BAdaLAdaS ou balas dadas

Evaporam os poucos segundos da tua vida nesse branco em tua boca. Minutos esfumam-se frente a esses olhos de tédio profundo. Alguma novidade? – perguntas ao assassino teu vizinho. Um corpo vai ser encontrado boiando naquela lagoa nas ave-marias. Beleza! – desejas sorte a teu colega e retornas à fumaça. No quarto, na mesa onde teus planos sórdidos são arquitetados, o modesto 38 repousa ao lado de Rimbaud. Ambos entendem-se: Rimbaud e ele. Tu e Rimbaud. A tua relação com o cigarro, ele entre teus dedos... sempre gostei de ver teu olhar em meio a toda aquela fumaça, o filtro nos teus lábios, teus dentes nos teus dedos, e essa testa franzida de quem esconde os mais excitantes segredos.

A tarde inteira assim e o quarto cheio de tocos pelos cantos.
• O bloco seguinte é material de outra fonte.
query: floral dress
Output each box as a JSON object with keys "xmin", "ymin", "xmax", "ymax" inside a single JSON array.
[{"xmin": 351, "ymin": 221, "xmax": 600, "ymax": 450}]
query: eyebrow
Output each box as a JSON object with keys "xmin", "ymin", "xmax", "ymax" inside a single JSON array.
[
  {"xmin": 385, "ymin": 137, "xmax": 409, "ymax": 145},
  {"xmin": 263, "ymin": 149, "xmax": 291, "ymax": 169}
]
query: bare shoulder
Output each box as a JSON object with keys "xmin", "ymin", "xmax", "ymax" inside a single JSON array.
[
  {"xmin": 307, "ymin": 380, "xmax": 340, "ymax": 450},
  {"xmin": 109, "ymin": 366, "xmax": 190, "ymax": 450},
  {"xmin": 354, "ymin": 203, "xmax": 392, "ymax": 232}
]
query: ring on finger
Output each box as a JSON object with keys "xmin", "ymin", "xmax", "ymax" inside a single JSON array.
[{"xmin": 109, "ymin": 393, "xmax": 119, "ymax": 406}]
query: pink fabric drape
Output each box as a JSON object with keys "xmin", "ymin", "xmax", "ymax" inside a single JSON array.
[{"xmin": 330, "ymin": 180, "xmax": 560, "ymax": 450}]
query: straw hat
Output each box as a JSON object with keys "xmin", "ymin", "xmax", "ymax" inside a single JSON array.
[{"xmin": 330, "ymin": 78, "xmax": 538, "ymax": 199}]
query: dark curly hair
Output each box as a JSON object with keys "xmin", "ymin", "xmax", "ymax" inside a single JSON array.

Confere as balas. Esse lance de roleta russa nunca foi uma boa. Olhava bem o cano, acariciava o gatilho, contava e recontava as balas. Apontou para a parede, gritou o vizinho. O presunto tem nome? Teófilo. Nome feio pra caralho, ein? Então teu sorriso escapa pelo canto da boca ao pensar na ilusão do nome. Segue rumo à lagoa. As águas ainda desertas refletem um céu vermelho de fim de tarde de outubro. Na espera, um cigarro te acompanha e ao longe avistas a encomenda.

Sorve teu cigarro lenta e calmamente à beira da lagoa, mirando com o olho esquerdo o tal amigo na outra margem. Cospe na água e vai ao encontro dele. Tudo bem, Teófilo? – perguntas sem querer ouvir respostas. Rápida ou lenta? É você quem escolhe. Só quero que seja agora. Então tu descarregas todas as balas no corpo franzino do Teófilo, que mais parece um louva-a-deus. Dá as costas ao corpo que submerge em sangue, exatamente nas ave-marias. Voltas à tua casa com essa calma de quem acaba de ver sangue nas mãos e reacende a carteira de cigarros. Covardes!